Meehania cordata
Common Name: Meehan's mint 
Type: Herbaceous perennial
Family: Lamiaceae
Native Range: Eastern United States
Zone: 4 to 8
Height: 0.25 to 0.50 feet
Spread: 0.25 to 1.50 feet
Bloom Time: May to June
Bloom Description: Lavender blue
Sun: Part shade to full shade
Water: Medium
Maintenance: Low
Suggested Use: Naturalize
Flower: Showy
Tolerate: Heavy Shade


Best grown in rich, humusy, medium moisture, well-drained soils in part shade. Tolerates full sun as long as soils are kept uniformly moist. Also tolerates full shade. Stoloniferous but not too aggressive.

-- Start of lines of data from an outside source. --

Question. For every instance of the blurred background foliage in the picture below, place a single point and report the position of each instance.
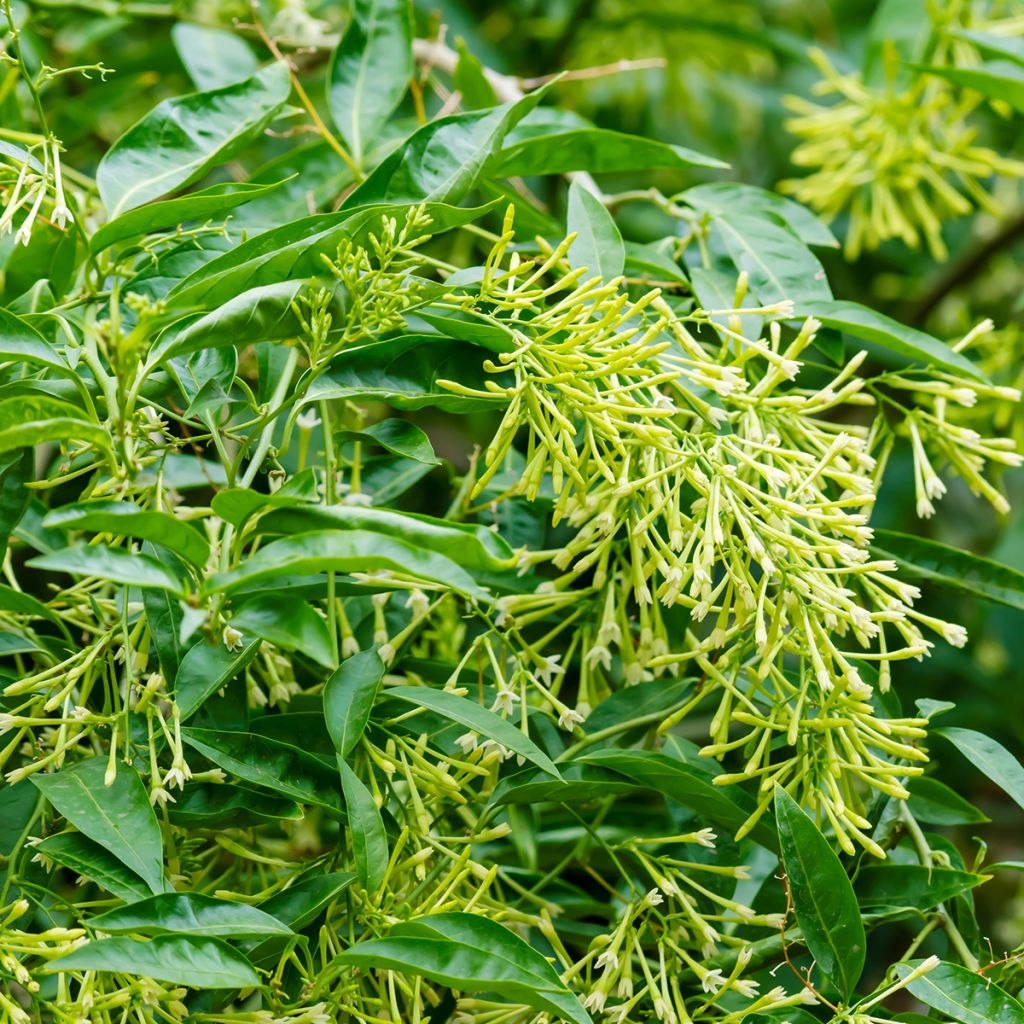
(715, 77)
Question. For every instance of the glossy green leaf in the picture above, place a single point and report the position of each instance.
(292, 626)
(470, 953)
(182, 138)
(213, 57)
(778, 264)
(127, 519)
(989, 757)
(118, 816)
(911, 885)
(445, 159)
(179, 960)
(263, 313)
(822, 896)
(598, 245)
(1003, 80)
(366, 827)
(397, 436)
(473, 547)
(370, 71)
(80, 854)
(349, 696)
(345, 551)
(964, 995)
(190, 913)
(935, 803)
(36, 419)
(543, 147)
(115, 564)
(205, 669)
(921, 558)
(689, 784)
(906, 343)
(269, 763)
(477, 719)
(209, 204)
(721, 198)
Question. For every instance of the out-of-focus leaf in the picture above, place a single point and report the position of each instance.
(947, 566)
(989, 757)
(823, 900)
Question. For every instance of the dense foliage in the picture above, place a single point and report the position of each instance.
(464, 560)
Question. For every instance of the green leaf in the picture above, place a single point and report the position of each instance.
(540, 146)
(445, 159)
(1001, 80)
(209, 204)
(118, 816)
(213, 57)
(367, 829)
(204, 670)
(822, 897)
(116, 564)
(263, 313)
(292, 626)
(721, 198)
(911, 885)
(345, 551)
(127, 519)
(474, 548)
(908, 344)
(778, 264)
(179, 960)
(969, 997)
(935, 803)
(598, 246)
(180, 139)
(689, 784)
(80, 854)
(397, 436)
(269, 763)
(349, 696)
(35, 419)
(470, 953)
(477, 719)
(989, 757)
(370, 71)
(403, 373)
(951, 567)
(189, 913)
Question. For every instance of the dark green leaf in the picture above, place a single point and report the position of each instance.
(946, 566)
(349, 696)
(118, 816)
(367, 828)
(470, 953)
(598, 246)
(969, 997)
(127, 519)
(370, 71)
(181, 138)
(822, 897)
(991, 758)
(477, 719)
(179, 960)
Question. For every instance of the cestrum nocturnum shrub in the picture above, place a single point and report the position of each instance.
(421, 604)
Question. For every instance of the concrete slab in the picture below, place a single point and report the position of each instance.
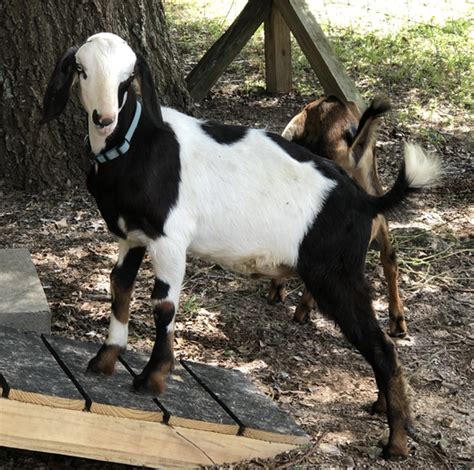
(23, 304)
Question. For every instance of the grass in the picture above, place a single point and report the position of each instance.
(430, 67)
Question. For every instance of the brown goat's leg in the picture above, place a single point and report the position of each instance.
(276, 292)
(122, 279)
(303, 309)
(347, 301)
(397, 326)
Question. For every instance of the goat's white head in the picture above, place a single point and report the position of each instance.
(104, 68)
(105, 65)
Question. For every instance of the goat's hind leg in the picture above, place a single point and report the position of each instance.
(122, 279)
(349, 304)
(397, 326)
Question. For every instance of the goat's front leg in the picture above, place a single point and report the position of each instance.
(169, 261)
(122, 279)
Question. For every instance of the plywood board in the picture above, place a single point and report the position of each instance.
(185, 402)
(30, 373)
(259, 416)
(109, 395)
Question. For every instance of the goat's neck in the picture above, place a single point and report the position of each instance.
(100, 143)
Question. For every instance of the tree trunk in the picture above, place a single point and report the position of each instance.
(33, 36)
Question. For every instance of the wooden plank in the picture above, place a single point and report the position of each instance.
(259, 416)
(185, 402)
(226, 448)
(89, 435)
(30, 373)
(277, 53)
(224, 50)
(108, 395)
(319, 52)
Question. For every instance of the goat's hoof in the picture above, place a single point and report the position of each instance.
(104, 361)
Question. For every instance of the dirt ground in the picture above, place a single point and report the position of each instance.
(309, 370)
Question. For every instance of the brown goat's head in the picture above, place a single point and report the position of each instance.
(336, 130)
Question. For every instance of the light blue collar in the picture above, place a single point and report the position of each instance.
(124, 147)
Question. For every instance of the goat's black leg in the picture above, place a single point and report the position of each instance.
(304, 307)
(347, 301)
(122, 279)
(169, 261)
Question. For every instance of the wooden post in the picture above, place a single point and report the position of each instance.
(221, 54)
(317, 49)
(277, 53)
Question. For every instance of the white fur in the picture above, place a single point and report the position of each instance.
(422, 168)
(118, 333)
(247, 205)
(107, 60)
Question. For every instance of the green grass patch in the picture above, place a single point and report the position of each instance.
(426, 66)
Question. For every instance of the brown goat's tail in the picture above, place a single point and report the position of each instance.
(419, 169)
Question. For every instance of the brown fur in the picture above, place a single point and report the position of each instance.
(325, 126)
(153, 376)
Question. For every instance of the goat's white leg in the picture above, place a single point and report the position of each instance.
(169, 261)
(122, 279)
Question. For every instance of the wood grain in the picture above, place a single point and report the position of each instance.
(259, 416)
(84, 434)
(277, 53)
(30, 373)
(185, 401)
(107, 395)
(225, 49)
(318, 50)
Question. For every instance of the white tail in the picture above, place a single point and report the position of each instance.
(421, 167)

Noteworthy Characteristics

Meehania cordata, commonly called Meehan’s mint or creeping mint, is a stoloniferous, mat-forming mint that resembles in appearance the common lawn and garden weed known as gill-over-the-ground or ground ivy (Glechoma hederacea), but it does not exhibit the very aggressive tendencies of the latter. It is native from western Pennsylvania to North Carolina, Tennessee and Illinois, where it typically occurs in rich woods and wooded slopes. This is a low-growing perennial with trailing square stems and opposite broadly heart shaped green leaves (to 1” long) with crenate margins. Hooded, two-lipped, lavender blue flowers bloom in mid to late spring. Flowers (to 1” long) are somewhat large for the plant, appearing in upright 3-inch spikes on stems rising to 4-6” tall.

Genus name honors distinguished American horticulturist and editor Thomas Meehan (d. 1901).

Specific epithet means heart-shaped in reference to the leaves.


No serious insect or disease problems. Some susceptibility to slugs.


Ground cover for shade gardens, woodland gardens or shady border areas.